The reports notes that Irish Water released a statement in September 2021 to confirm that water quality issues had arisen at Creagh Water Treatment Plant and assured that these were resolved. Wexford County Council has accepted and apologised for these failings.

In the report conclusions, the primary cause of the water quality incident was stated as ‘the failure of the disinfection system’ which occurred following a power failure. “The disinfection system, consisting of sodium hypochlorite pumped into the treated water, cased to operate due to mechanical failure but human error in not detecting and escalating the problems extended the timeline of the incident by approximately four days.” The report highlight the 'lack of supervisory oversight’ at the time of the incident, and recommended staff refresher training, which had been delayed by the pandemic. ‘A significant lack of incident reporting from site operational staff to management at Wexford County Council’ and ‘limited compliance with the Irish Water Standard Operational Procedures’ were also noted as issues that contributed to the incident.

The report outlines 13 separate recommendations to ensure that there is no recurrence of the Creagh incident. These include: the provision of an alarm system for power failure; a standby generator in case of power failure; a return to quarterly maintenance of mechanical equipment; changes to the remote monitoring system; a review of staffing and duties at the plant; implementation of automatic plant shutdown in response to water quality issues; an upgrade of the chlorine dosing system; replacement and servicing of the sand and filtration system; the full implementation of Irish Water Standard Operation Procedures and an audit of all treatment plants in the county and a review of incident management.

Some of the improvements that have been actioned were outlined including the hiring of additional staff; the reorganisation of staff duties; the reinstatement of quarterly servicing following a previous reduction to biannual servicing in 2020 and staff training.

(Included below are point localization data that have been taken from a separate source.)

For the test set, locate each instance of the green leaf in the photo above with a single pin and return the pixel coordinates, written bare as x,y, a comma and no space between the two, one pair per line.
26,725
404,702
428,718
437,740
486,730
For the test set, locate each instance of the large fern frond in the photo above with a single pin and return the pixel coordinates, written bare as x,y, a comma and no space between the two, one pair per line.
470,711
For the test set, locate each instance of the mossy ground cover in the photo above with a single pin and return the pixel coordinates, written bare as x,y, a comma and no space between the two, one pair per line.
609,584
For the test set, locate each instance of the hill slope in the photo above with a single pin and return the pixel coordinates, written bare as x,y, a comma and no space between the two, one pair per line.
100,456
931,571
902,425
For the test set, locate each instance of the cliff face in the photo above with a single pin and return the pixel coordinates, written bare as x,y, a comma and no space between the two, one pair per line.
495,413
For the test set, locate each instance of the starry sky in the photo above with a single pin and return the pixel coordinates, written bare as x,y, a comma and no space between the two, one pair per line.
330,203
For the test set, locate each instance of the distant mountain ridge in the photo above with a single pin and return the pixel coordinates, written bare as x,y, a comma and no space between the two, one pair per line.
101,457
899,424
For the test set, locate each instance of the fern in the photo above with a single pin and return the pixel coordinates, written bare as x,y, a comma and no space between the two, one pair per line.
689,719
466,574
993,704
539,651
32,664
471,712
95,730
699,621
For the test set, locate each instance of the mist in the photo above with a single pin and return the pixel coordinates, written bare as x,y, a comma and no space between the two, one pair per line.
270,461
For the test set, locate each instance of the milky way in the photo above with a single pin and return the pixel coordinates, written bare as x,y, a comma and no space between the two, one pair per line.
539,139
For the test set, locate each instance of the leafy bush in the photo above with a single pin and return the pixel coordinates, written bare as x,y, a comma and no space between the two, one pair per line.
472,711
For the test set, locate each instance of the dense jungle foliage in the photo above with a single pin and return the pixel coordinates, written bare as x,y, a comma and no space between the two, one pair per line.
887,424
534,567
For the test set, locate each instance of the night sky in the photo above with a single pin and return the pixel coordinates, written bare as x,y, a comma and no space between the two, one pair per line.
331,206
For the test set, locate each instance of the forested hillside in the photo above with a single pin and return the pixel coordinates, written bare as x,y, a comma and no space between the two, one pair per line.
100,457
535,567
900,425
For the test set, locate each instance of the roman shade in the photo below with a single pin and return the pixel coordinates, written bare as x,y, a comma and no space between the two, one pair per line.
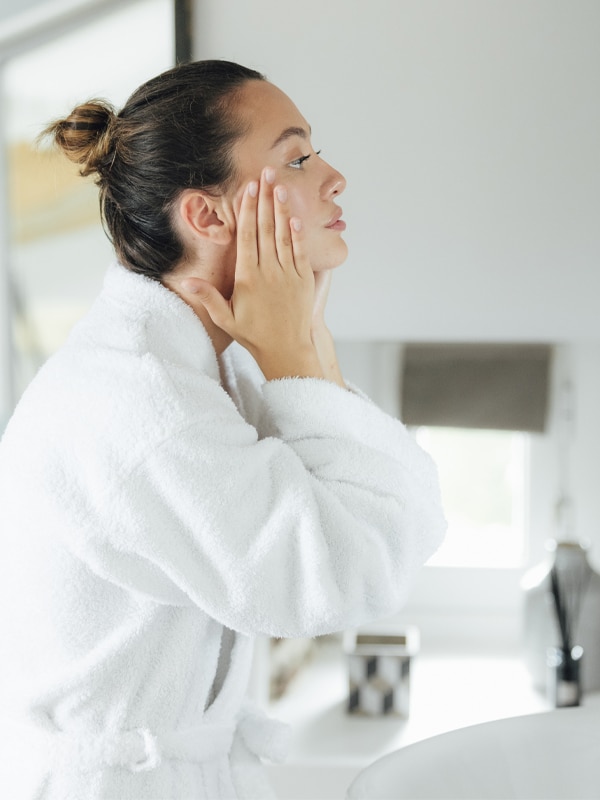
497,386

Members at the recent meeting heard that, since the incident at Creagh Water Treatment Plant, €200,000 has been invested in the plant. A further €2m has been secured for upgrades in 2022 and 2023.

“We can count ourselves lucky that there were no fatalities. We had a lot of very vulnerable people during Covid,” said Cllr Breen following the report presentation. “Good sound water infrastructure is what we need in this town.”

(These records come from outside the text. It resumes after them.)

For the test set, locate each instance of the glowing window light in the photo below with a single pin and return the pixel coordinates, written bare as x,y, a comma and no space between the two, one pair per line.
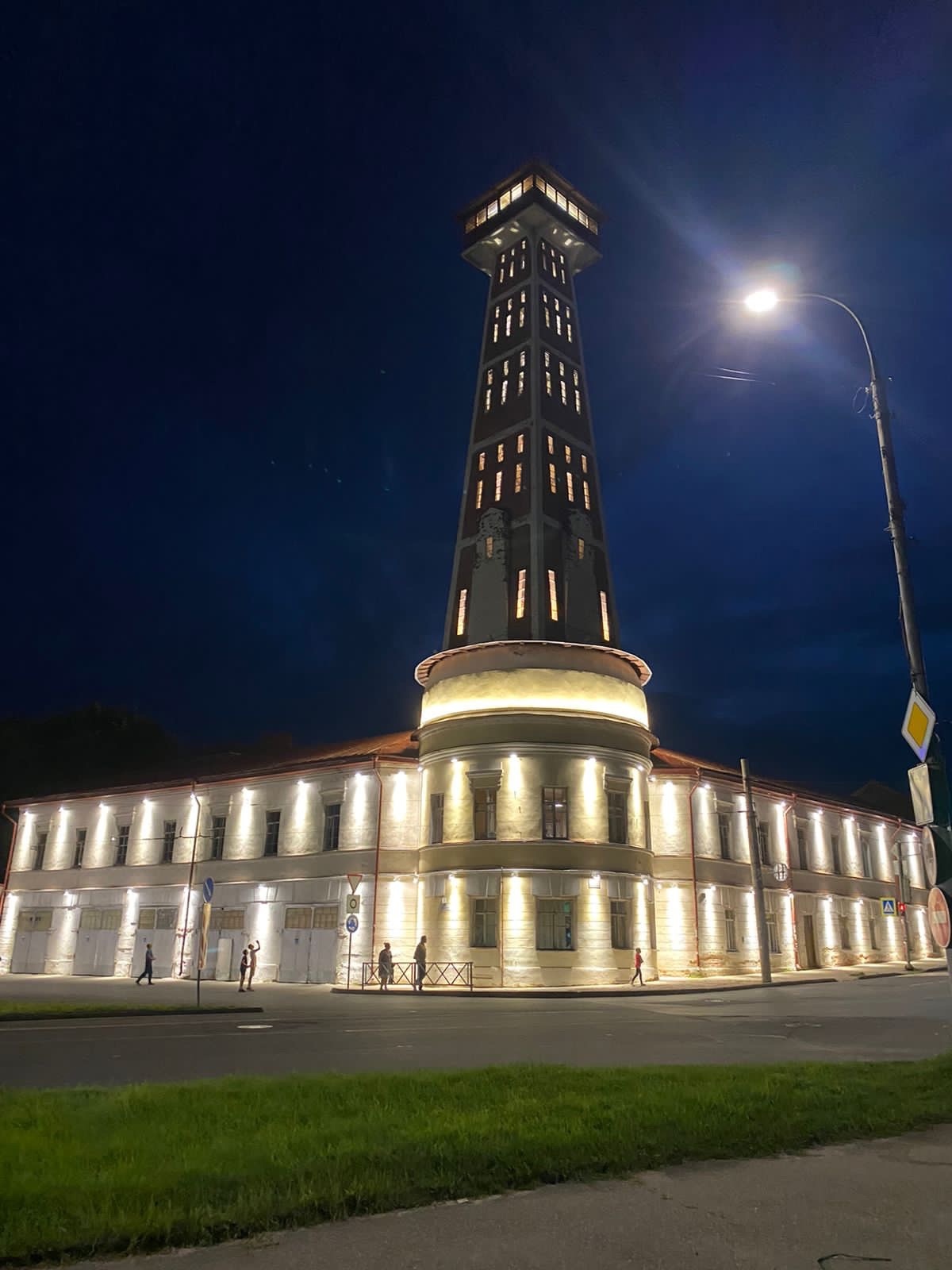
603,601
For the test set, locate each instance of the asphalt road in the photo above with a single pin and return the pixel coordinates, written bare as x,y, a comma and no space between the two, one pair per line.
311,1030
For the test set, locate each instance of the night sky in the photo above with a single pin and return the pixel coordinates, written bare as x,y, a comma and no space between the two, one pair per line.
241,348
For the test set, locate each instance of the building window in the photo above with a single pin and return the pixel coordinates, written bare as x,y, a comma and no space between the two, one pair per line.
621,924
554,925
484,924
520,595
219,837
873,933
484,814
803,850
617,819
724,833
763,842
844,940
774,937
272,832
866,852
835,854
168,841
437,817
332,826
555,812
730,931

Cllr Joe Sullivan commended Minister Darragh O’Brien for taking the incident seriously and said ‘we can’t take our eye off the fact that the health of 46 people was affected’.

Cllr Fionntán Ó Súilleabhain said that, in his view ‘we need to treat the source rather than the symptom’ and queried whether water quality in source streams can be monitored. Mr Hore said that he believes that sampling of rivers and streams may be in place next year. Cllr Ó Súilleabhain also commented on the ‘over-chlorination’ of water in Gorey, saying that many people he has met opt for bottled water as a result, while he also commented on the use of fluoride in the water Senior Engineer Fionnuala Callery informed him that upgrades for Creagh include a UV system that will allow for the amount of chlorine in the water to be reduced. Mr Hore noted that the issue of fluoride is a national issue.

Regional Operations Manager of Irish Water, Jim Fitzgerald was in attendance at the meeting, where he apologised on behalf of Irish Water for the incident. He said that there have been ‘huge lessons learned from the Creagh incident’. He explained that Irish Water has now set up ‘Project Connect’, which involves the 25 biggest water plants in Ireland plus Creagh. The Wexford plant’s inclusion in the project will mean that it will be prioritised and that changes that occur in the top 25 plants will also occur there.

"This incident has brought a huge amount of focus on Creagh,” he said.

Many of the councillors sought clarity on whether the changes made in light of the incident and subsequent report would be enough to prevent such an incident from happening again. This included Cllr Devereux, who said that the public are going to want ‘straight blank answers in the coming days’.

"I can tell you with absolute certainty that this will not happen again,” said Mr Hore.